NVIDIA A100 80GB VS NVIDIA H100 SXM

Choosing between **A100 80GB** and **H100 SXM** depends on your specific AI workload requirements. Currently, you can rent these GPUs starting from **$0.40/h** and **$0.73/h** respectively across 87 providers.

NVIDIA

A100 80GB

VRAM 80GB
FP32 19.5 TFLOPS
TDP 400W
From $0.40/h 41 providers
NVIDIA

H100 SXM

VRAM 80GB
FP32 67 TFLOPS
TDP 700W
From $0.73/h 46 providers

📊 Detailed Specifications Comparison

Specification A100 80GB H100 SXM Difference
Architecture & Design
Architecture Ampere Hopper -
Process Node 7nm 4nm -
Target Market datacenter datacenter -
Form Factor SXM4 / PCIe SXM5 -
Memory & Bandwidth
VRAM Capacity 80GB 80GB
Memory Type HBM2e HBM3 -
Memory Bandwidth 2.0 TB/s 3.35 TB/s -39%
Memory Bus Width 5120-bit 5120-bit -
Compute Infrastructure
CUDA Cores 6,912 16,896 -59%
Tensor Cores (AI) 432 528 -18%
AI & Compute Performance (TFLOPS)
FP32 (Single Precision) 19.5 TFLOPS 67 TFLOPS -71%
FP16 (Half Precision) 312 TFLOPS 1,979 TFLOPS -84%
TF32 (Tensor Float) 156 TFLOPS 989 TFLOPS -84%
FP64 (Double Precision) 9.7 TFLOPS 34 TFLOPS -71%
INT8 (Integer Precision) 624 TOPS 3,958 TOPS -84%
Power & Efficiency
TDP (Thermal Design Power) 400W 700W -43%
PCIe Interface PCIe 4.0 x16 PCIe 5.0 x16 -
Multi-GPU Interconnect NVLink 3.0 (600 GB/s) NVLink 4.0 (900 GB/s) -

🎯 Use Case Recommendations

🧠

LLM & Large Model Training

NVIDIA H100 SXM

Higher VRAM capacity and memory bandwidth are critical for training large language models. The H100 SXM offers 80GB compared to 80GB.

AI Inference

NVIDIA H100 SXM

For inference workloads, performance per watt matters most. Consider the balance between FP16/INT8 throughput and power consumption.

💰

Budget-Conscious Choice

NVIDIA A100 80GB

Based on current cloud pricing, the A100 80GB starts at a lower hourly rate.

AI Expert Analysis

Technical Deep Dive: A100 80GB vs H100 SXM

Architectural Leap

The transition from A100 (Ampere) to H100 (Hopper) represents a massive leap in AI performance. The H100 introduces the Transformer Engine, which can automatically manage precision to speed up LLM training by up to 9x. While the A100 remains a workhorse with its 80GB HBM2e memory, the H100’s 80GB HBM3 provides nearly double the bandwidth (3.35 TB/s vs 2.0 TB/s).

Cost Analysis

H100 instances typically rent for $2.00 - $4.50/hr, whereas A100s are now significantly cheaper, often found between $0.80 - $2.00/hr. For legacy workloads or models that don’t utilize FP8, the A100 might offer better value per dollar.

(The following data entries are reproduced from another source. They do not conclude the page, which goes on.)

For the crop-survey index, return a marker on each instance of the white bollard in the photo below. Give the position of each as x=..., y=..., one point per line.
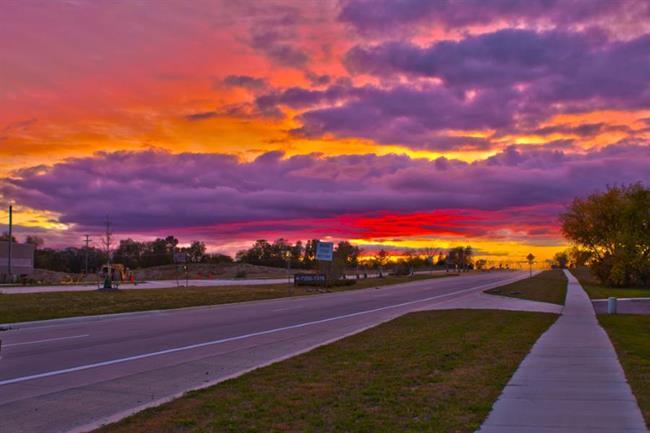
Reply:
x=612, y=304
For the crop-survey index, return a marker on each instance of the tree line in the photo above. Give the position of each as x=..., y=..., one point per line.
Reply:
x=279, y=253
x=611, y=233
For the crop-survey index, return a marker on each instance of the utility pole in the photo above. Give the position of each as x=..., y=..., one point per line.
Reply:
x=9, y=272
x=86, y=258
x=108, y=282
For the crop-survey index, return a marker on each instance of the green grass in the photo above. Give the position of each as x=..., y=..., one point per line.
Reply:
x=41, y=306
x=629, y=334
x=424, y=372
x=597, y=290
x=547, y=286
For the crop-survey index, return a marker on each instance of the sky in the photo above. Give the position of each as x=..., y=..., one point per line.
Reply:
x=396, y=124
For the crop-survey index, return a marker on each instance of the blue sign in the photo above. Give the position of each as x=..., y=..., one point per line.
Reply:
x=324, y=251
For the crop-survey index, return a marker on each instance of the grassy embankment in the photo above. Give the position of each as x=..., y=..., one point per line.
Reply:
x=430, y=371
x=597, y=290
x=629, y=334
x=41, y=306
x=547, y=286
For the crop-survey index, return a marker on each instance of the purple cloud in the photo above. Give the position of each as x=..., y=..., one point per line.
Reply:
x=412, y=116
x=551, y=66
x=155, y=190
x=246, y=82
x=380, y=16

NVIDIA A100 80GB is Best For:

  • AI model training
  • Scientific computing
  • Newest FP8 precision workloads

NVIDIA H100 SXM is Best For:

  • LLM training
  • Foundation model pre-training
  • Small-scale inference

Frequently Asked Questions

Which GPU is better for AI training: A100 80GB or H100 SXM?

For AI training, the key factors are VRAM size, memory bandwidth, and tensor core performance. The A100 80GB offers 80GB of HBM2e memory with 2.0 TB/s bandwidth, while the H100 SXM provides 80GB of HBM3 with 3.35 TB/s bandwidth. Both GPUs have similar VRAM capacity, so performance characteristics become the deciding factor.

What is the price difference between A100 80GB and H100 SXM in the cloud?

Cloud GPU rental prices vary by provider and region. Based on our data, A100 80GB starts at $0.40/hour while H100 SXM starts at $0.73/hour. This represents a 45% price difference.

Can I use H100 SXM instead of A100 80GB for my workload?

It depends on your specific requirements. If your model fits within 80GB of VRAM and you don't need the additional throughput of the A100 80GB, the H100 SXM can be a cost-effective alternative. However, for workloads requiring maximum memory capacity or multi-GPU scaling, the A100 80GB's NVLink support (NVLink 3.0 (600 GB/s)) may be essential.

Ready to rent a GPU?

Compare live pricing across 50+ cloud providers and find the best deal.